This is going to be an interesting week in politics in Quebec but in Alberta too. The Quebec by-elections on Monday are getting lots of attention but they are merely that; by-elections. Likely to be lots of noise by signifying not very much as to indicating the future.
Alberta on the other hand has lots going on – most of which will impact or interest the nation. The next EUB spygate report is due for release this coming week and Premier Stelmach will be responding quickly to the findings. This is pretty consequential stuff. The way the EUB has been handling protesters and participants at “public” hearings in at least 2 instances is more aligned with fascism than citizen sovereign democracies. This needs fixing and I will have a specific post on the EUB from the Privacy Commissioner Report on Monday.
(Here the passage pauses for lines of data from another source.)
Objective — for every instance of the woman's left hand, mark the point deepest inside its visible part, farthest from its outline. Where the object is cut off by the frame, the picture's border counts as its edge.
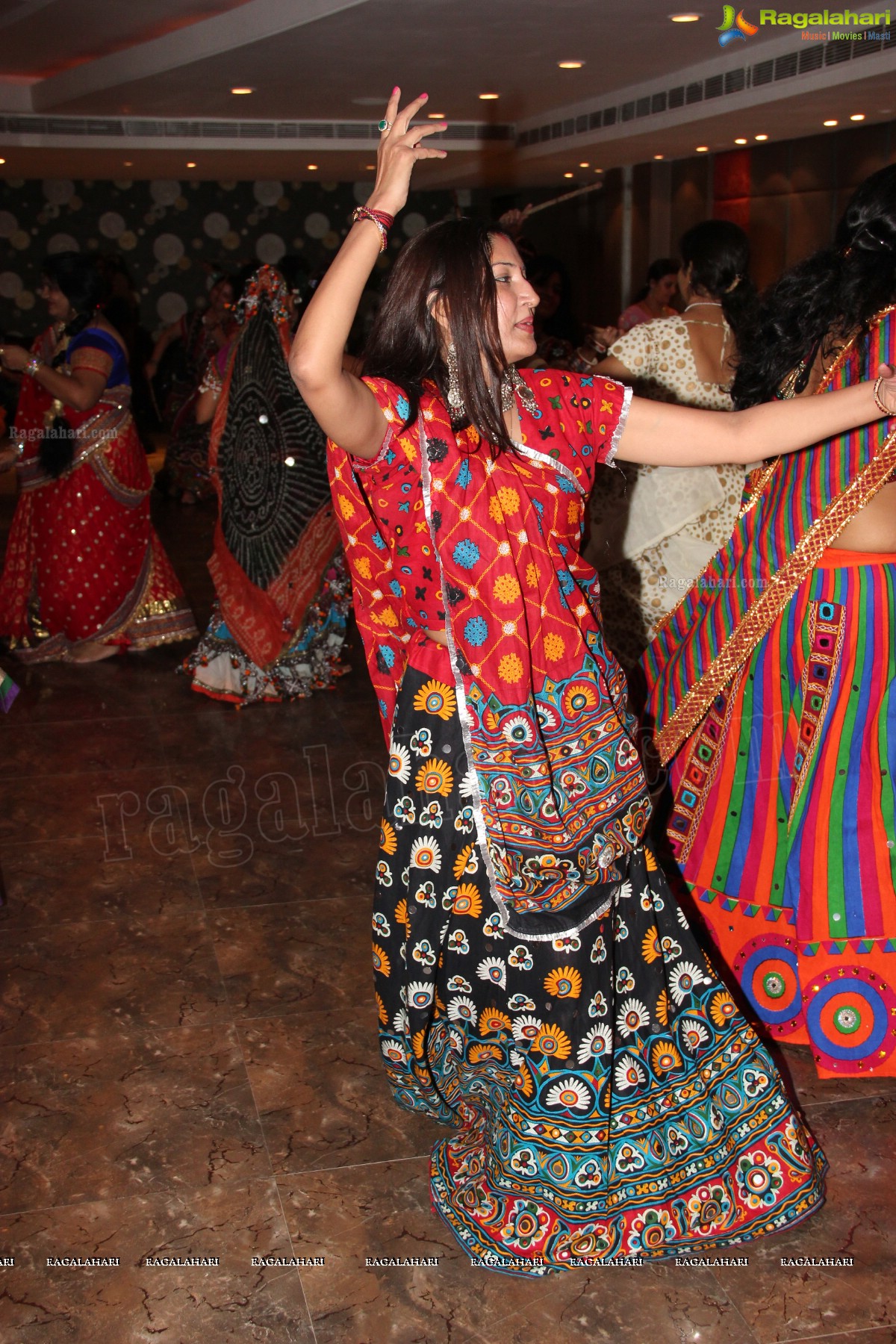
(401, 147)
(13, 358)
(887, 390)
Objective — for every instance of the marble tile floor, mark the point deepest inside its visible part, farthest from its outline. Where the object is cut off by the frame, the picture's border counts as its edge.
(188, 1061)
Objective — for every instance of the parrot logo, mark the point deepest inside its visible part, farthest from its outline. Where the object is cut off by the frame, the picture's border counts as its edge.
(734, 27)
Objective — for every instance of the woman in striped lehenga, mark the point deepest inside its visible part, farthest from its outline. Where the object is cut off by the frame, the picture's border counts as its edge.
(774, 682)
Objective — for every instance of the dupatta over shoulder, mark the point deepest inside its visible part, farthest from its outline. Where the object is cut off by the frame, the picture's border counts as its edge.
(793, 510)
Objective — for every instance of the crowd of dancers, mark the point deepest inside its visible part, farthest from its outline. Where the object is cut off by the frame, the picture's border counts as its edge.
(579, 960)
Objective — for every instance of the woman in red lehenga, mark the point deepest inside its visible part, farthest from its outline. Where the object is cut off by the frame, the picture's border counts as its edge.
(85, 573)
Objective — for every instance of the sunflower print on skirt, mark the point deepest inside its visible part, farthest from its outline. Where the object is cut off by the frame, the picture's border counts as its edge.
(609, 1098)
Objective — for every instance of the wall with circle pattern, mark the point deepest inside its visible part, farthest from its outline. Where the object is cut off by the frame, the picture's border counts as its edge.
(175, 235)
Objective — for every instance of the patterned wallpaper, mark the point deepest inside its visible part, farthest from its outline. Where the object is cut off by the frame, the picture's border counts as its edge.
(172, 234)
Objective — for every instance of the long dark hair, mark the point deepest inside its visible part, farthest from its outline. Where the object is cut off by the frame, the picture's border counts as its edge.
(828, 296)
(81, 281)
(718, 255)
(450, 264)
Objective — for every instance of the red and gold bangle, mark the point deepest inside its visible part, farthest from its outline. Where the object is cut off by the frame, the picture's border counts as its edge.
(376, 217)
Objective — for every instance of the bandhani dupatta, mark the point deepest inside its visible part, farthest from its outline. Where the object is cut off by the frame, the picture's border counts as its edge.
(556, 785)
(793, 510)
(276, 531)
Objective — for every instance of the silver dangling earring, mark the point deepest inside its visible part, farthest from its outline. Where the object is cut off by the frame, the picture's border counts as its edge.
(514, 383)
(454, 398)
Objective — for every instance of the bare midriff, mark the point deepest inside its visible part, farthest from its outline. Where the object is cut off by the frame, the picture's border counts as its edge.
(874, 529)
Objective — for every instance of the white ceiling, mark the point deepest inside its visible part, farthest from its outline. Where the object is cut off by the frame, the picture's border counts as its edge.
(334, 60)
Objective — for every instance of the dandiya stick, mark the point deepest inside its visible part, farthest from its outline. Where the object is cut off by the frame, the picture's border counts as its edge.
(568, 195)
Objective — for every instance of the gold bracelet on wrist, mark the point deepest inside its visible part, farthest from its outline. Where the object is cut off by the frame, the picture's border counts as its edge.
(879, 402)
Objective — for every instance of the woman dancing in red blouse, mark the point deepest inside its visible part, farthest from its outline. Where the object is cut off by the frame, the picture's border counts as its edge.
(538, 989)
(85, 574)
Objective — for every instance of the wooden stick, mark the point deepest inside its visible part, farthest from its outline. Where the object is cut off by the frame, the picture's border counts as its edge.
(568, 195)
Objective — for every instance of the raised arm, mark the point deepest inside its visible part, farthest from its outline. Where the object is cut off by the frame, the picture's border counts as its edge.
(680, 436)
(341, 403)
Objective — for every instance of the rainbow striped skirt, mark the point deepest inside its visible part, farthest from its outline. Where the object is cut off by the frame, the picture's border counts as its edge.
(785, 818)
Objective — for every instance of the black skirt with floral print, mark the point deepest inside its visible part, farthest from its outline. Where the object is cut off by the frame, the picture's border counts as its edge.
(608, 1095)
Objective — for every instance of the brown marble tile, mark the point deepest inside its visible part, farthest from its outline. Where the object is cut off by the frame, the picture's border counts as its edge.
(859, 1219)
(121, 687)
(813, 1090)
(134, 1303)
(383, 1210)
(94, 880)
(659, 1304)
(323, 1095)
(108, 977)
(309, 953)
(100, 1117)
(312, 870)
(58, 750)
(34, 809)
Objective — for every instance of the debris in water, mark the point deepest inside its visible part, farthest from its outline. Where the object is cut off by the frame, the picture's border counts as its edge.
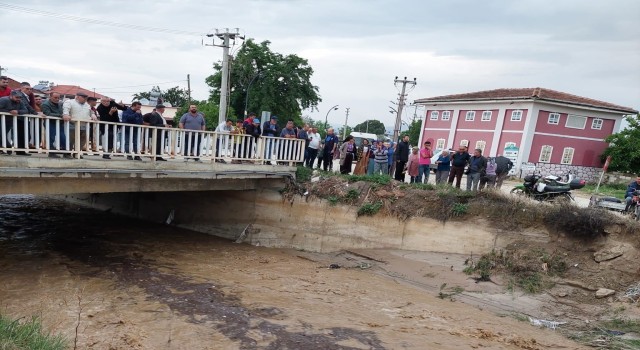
(545, 323)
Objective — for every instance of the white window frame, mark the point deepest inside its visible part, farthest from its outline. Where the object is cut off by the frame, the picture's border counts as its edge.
(547, 159)
(506, 145)
(470, 116)
(596, 124)
(567, 155)
(517, 112)
(572, 117)
(556, 118)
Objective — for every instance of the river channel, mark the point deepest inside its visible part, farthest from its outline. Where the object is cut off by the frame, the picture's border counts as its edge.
(108, 282)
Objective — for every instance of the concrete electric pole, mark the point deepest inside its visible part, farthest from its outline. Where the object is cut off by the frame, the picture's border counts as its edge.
(404, 82)
(226, 38)
(346, 119)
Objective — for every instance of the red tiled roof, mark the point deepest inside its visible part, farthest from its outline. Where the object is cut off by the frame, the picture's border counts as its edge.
(73, 90)
(528, 94)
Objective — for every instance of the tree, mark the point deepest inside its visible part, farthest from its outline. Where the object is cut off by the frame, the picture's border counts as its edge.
(624, 149)
(371, 126)
(176, 96)
(279, 84)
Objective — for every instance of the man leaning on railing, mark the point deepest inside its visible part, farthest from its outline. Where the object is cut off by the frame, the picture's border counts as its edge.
(79, 112)
(13, 105)
(52, 107)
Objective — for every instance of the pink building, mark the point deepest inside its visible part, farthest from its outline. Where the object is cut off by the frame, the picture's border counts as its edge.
(552, 130)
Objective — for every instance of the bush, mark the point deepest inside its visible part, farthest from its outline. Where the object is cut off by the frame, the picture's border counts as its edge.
(303, 174)
(369, 209)
(28, 334)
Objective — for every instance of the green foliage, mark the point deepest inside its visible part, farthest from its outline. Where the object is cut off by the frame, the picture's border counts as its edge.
(283, 86)
(28, 334)
(370, 126)
(459, 209)
(369, 209)
(377, 179)
(623, 148)
(414, 132)
(303, 173)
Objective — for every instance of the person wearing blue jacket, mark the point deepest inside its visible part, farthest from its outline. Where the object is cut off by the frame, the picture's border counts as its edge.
(132, 115)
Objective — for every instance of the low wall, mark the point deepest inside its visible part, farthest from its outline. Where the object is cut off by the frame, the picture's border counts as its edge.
(308, 224)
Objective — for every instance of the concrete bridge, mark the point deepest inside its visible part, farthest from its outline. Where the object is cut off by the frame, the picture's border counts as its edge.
(54, 158)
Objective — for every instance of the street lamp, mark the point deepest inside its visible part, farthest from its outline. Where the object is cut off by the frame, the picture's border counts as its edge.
(334, 108)
(246, 100)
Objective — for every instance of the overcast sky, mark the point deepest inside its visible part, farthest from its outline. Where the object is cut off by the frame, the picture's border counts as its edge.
(587, 48)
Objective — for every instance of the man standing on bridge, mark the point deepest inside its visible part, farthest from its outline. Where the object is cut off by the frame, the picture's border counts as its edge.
(192, 120)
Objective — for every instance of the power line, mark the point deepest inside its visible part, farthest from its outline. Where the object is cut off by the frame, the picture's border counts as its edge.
(96, 21)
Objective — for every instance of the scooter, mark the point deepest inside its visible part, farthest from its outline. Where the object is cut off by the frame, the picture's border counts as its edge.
(548, 188)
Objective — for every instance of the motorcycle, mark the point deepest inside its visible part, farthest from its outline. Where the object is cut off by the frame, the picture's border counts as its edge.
(548, 188)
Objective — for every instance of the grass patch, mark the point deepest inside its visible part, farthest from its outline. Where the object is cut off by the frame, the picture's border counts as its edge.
(613, 190)
(303, 174)
(28, 334)
(369, 209)
(530, 270)
(377, 179)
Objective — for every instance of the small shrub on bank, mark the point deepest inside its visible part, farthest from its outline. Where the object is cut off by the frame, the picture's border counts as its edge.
(28, 334)
(303, 174)
(369, 209)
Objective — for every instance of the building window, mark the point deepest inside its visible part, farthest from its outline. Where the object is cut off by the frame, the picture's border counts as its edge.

The Royalty Review Report is to be ready Tuesday. Originally this was a Stelmach idea that was commissioned by Dr. Oberg and retrieved by Stelmach who has taken back the lead politically on the initiative. Stelmach has said that he would make the report public as soon as he got it. Good move Mr. Premier. We don’t need these kinds of consultation reports being studied by government before public release. We can all study it concurrently and we do not need the government to have a position first. We need this complex stuff to be handled differently...like more openly.
I know the media will look for the typical short sound-bite responses but that is not good enough any more either. This stuff needs to be analyzed and the outcomes need to be designed to achieve identified and agreed to goals. Citizens need to see such significant reports in the first place not at the end of an internal government review process. This is risky in the current superficial political and media culture we live in - but this is the place to start to change that culture.
The Royalty Review Report authors say they are presenting a package of integrated recommendations that should not be cherry picked but taken or rejected as a whole. Makes sense in terms complex issues like royalties. These are not linear incremental issues but highly integrated and interrelated concerns.
Dr. Oberg has said publicly that the government (meaning him???) reserves the right to pick and choose from the various recommendations. This approach will likely lead to a similar result like what happened in the recent Affordable Housing Task Force report. A package of integrated proposals was presented to government to resolve affordable housing. The politicians in charge accepted and rejected various parts of the whole systems approach and the results were confusion and confrontation.
If the government does not like the Royalty Review Report recommendations or they want to put revised limits or refinements on the issues – they should do so - in public - and then send the job back to the review committee to revisit and report again. Do not deconstruct a whole systems set of recommendations based on pure political ideology and think that will lead to an effective policy design outcome.
This will be an interesting week in politics in Quebec and Alberta – both of which will have an impact on the rest of Canada – but in different ways. Lot to talk about this coming week for sure.
I look forward to your spin on the disaster byelections for the LPC and Dion. Apparently Dion is very unpopular in his home province! My bet is that the knives will soon come out for this so-called leader.
ReplyDeleteAs well, your supposed "Conservative Adscam" had no effect at all in Quebec; in fact, the Cons ousted the Bloc from a riding!
When will the members of the LPC realize they made a mistake with Dion? Why did they wait for the Quebec byelections when it was self-evident from Question Period that Dion is not a leader? Will it be too late to reverse the damage? Should the other leadership candidates start campaigning to be become leader?